< 2 Corinthiërs 3 >

1 Beginnen wij onszelven wederom u aan te prijzen? Of behoeven wij ook, gelijk sommigen, brieven van voorschrijving aan u, of brieven van voorschrijving van u?
Ali ponovno začenjamo priporočati sami sebe? Ali potrebujemo, kot nekateri drugi, za vas priporočilne poslanice ali priporočilna pisma od vas?
2 Gijlieden zijt onze brief, geschreven in onze harten, bekend en gelezen van alle mensen;
Vi ste naša poslanica, napisana v naših srcih, od vseh ljudi poznana in brana,
3 Als die openbaar zijt geworden, dat gij een brief van Christus zijt, en door onzen dienst bereid, die geschreven is niet met inkt, maar door den Geest des levenden Gods, niet in stenen tafelen, maar in vlezen tafelen des harten.
ker ste vidno oznanili, da ste Kristusova poslanica, dana po nas, ne napisana s črnilom, temveč z Duhom živega Boga; ne na kamnite plošče, temveč na mesene plošče srca.
4 En zodanig een vertrouwen hebben wij door Christus bij God.
In tako zaupanje imamo po Kristusu usmerjeno k Bogu;
5 Niet dat wij van onszelven bekwaam zijn iets te denken, als uit onszelven; maar onze bekwaamheid is uit God;
ne da smo sami zadostni, da mislimo karkoli kakor od nas samih, temveč je naša zadostnost od Boga;
6 Die ons ook bekwaam gemaakt heeft, om te zijn dienaars des Nieuwen Testaments, niet der letter, maar des Geestes; want de letter doodt, maar de Geest maakt levend.

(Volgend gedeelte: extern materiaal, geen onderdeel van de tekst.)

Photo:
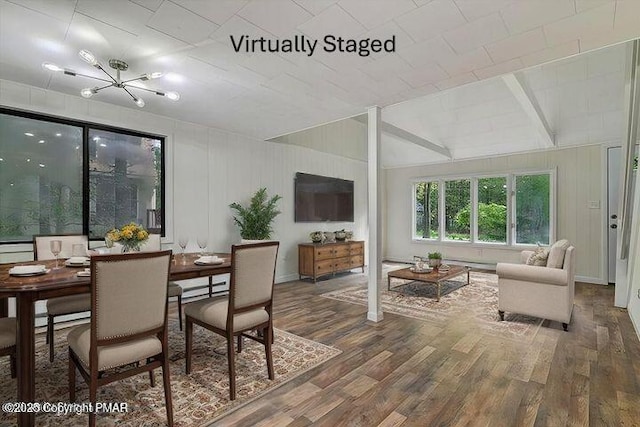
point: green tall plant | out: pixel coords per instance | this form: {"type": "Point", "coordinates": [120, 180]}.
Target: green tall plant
{"type": "Point", "coordinates": [255, 220]}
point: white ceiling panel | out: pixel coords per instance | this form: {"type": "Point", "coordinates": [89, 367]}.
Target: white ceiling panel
{"type": "Point", "coordinates": [517, 46]}
{"type": "Point", "coordinates": [152, 5]}
{"type": "Point", "coordinates": [522, 16]}
{"type": "Point", "coordinates": [474, 9]}
{"type": "Point", "coordinates": [128, 16]}
{"type": "Point", "coordinates": [373, 13]}
{"type": "Point", "coordinates": [597, 20]}
{"type": "Point", "coordinates": [333, 20]}
{"type": "Point", "coordinates": [315, 6]}
{"type": "Point", "coordinates": [437, 84]}
{"type": "Point", "coordinates": [478, 33]}
{"type": "Point", "coordinates": [279, 17]}
{"type": "Point", "coordinates": [432, 19]}
{"type": "Point", "coordinates": [181, 23]}
{"type": "Point", "coordinates": [62, 10]}
{"type": "Point", "coordinates": [218, 11]}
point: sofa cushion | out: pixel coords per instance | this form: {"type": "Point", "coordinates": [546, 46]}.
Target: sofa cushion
{"type": "Point", "coordinates": [556, 253]}
{"type": "Point", "coordinates": [530, 273]}
{"type": "Point", "coordinates": [539, 257]}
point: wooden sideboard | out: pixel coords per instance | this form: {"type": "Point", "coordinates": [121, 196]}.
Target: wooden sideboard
{"type": "Point", "coordinates": [315, 260]}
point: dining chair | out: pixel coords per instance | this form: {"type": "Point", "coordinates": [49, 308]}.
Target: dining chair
{"type": "Point", "coordinates": [153, 243]}
{"type": "Point", "coordinates": [60, 306]}
{"type": "Point", "coordinates": [8, 341]}
{"type": "Point", "coordinates": [128, 324]}
{"type": "Point", "coordinates": [248, 306]}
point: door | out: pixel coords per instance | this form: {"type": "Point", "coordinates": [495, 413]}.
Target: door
{"type": "Point", "coordinates": [613, 192]}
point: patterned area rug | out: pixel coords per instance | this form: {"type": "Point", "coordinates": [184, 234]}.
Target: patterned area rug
{"type": "Point", "coordinates": [198, 399]}
{"type": "Point", "coordinates": [478, 300]}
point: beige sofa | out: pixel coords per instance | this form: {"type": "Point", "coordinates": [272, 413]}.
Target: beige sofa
{"type": "Point", "coordinates": [544, 292]}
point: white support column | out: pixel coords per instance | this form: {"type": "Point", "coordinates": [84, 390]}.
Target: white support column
{"type": "Point", "coordinates": [374, 312]}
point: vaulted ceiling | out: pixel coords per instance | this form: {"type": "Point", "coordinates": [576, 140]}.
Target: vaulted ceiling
{"type": "Point", "coordinates": [437, 85]}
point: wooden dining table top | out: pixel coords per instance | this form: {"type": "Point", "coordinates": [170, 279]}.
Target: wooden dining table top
{"type": "Point", "coordinates": [182, 267]}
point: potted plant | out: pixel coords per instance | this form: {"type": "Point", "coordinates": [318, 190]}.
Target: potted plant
{"type": "Point", "coordinates": [256, 219]}
{"type": "Point", "coordinates": [435, 259]}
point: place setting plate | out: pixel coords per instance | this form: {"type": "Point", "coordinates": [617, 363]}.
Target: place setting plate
{"type": "Point", "coordinates": [28, 270]}
{"type": "Point", "coordinates": [208, 260]}
{"type": "Point", "coordinates": [78, 262]}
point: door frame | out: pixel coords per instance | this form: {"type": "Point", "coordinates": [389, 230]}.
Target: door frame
{"type": "Point", "coordinates": [605, 210]}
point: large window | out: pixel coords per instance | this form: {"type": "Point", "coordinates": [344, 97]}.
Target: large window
{"type": "Point", "coordinates": [507, 209]}
{"type": "Point", "coordinates": [457, 208]}
{"type": "Point", "coordinates": [492, 210]}
{"type": "Point", "coordinates": [64, 177]}
{"type": "Point", "coordinates": [427, 223]}
{"type": "Point", "coordinates": [532, 208]}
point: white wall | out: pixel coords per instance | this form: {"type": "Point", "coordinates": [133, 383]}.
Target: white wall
{"type": "Point", "coordinates": [207, 169]}
{"type": "Point", "coordinates": [579, 180]}
{"type": "Point", "coordinates": [633, 271]}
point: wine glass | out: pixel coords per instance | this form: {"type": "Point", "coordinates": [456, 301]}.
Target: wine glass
{"type": "Point", "coordinates": [56, 248]}
{"type": "Point", "coordinates": [182, 242]}
{"type": "Point", "coordinates": [202, 243]}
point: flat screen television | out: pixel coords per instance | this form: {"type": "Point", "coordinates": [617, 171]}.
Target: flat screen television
{"type": "Point", "coordinates": [321, 198]}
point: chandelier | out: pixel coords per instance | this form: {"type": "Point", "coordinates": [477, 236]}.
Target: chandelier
{"type": "Point", "coordinates": [118, 65]}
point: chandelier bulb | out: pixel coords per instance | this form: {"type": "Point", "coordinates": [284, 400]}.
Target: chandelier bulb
{"type": "Point", "coordinates": [51, 67]}
{"type": "Point", "coordinates": [88, 57]}
{"type": "Point", "coordinates": [88, 92]}
{"type": "Point", "coordinates": [174, 96]}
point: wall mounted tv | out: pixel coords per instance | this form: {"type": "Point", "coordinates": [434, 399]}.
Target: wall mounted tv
{"type": "Point", "coordinates": [321, 198]}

ki nas je tudi storil zmožne služabnike nove zaveze; ne po črki, temveč po duhu; kajti črka ubija, toda duh daje življenje.
7 En indien de bediening des doods in letteren bestaande, en in stenen ingedrukt, in heerlijkheid is geweest, alzo dat de kinderen Israels het aangezicht van Mozes niet konden sterk aanzien, om de heerlijkheid zijns aangezichts, die te niet gedaan zou worden.
Toda če je bilo veličastno služenje smrti, zapisano in vrezano v kamne, tako da Izraelovi otroci, zaradi slave njegove zunanjosti, niso mogli neomajno gledati Mojzesovega obraza, katerega slava je bila odpravljena,
8 Hoe zal niet veel meer de bediening des Geestes in heerlijkheid zijn?
kako ne bo služba duha precej veličastnejša?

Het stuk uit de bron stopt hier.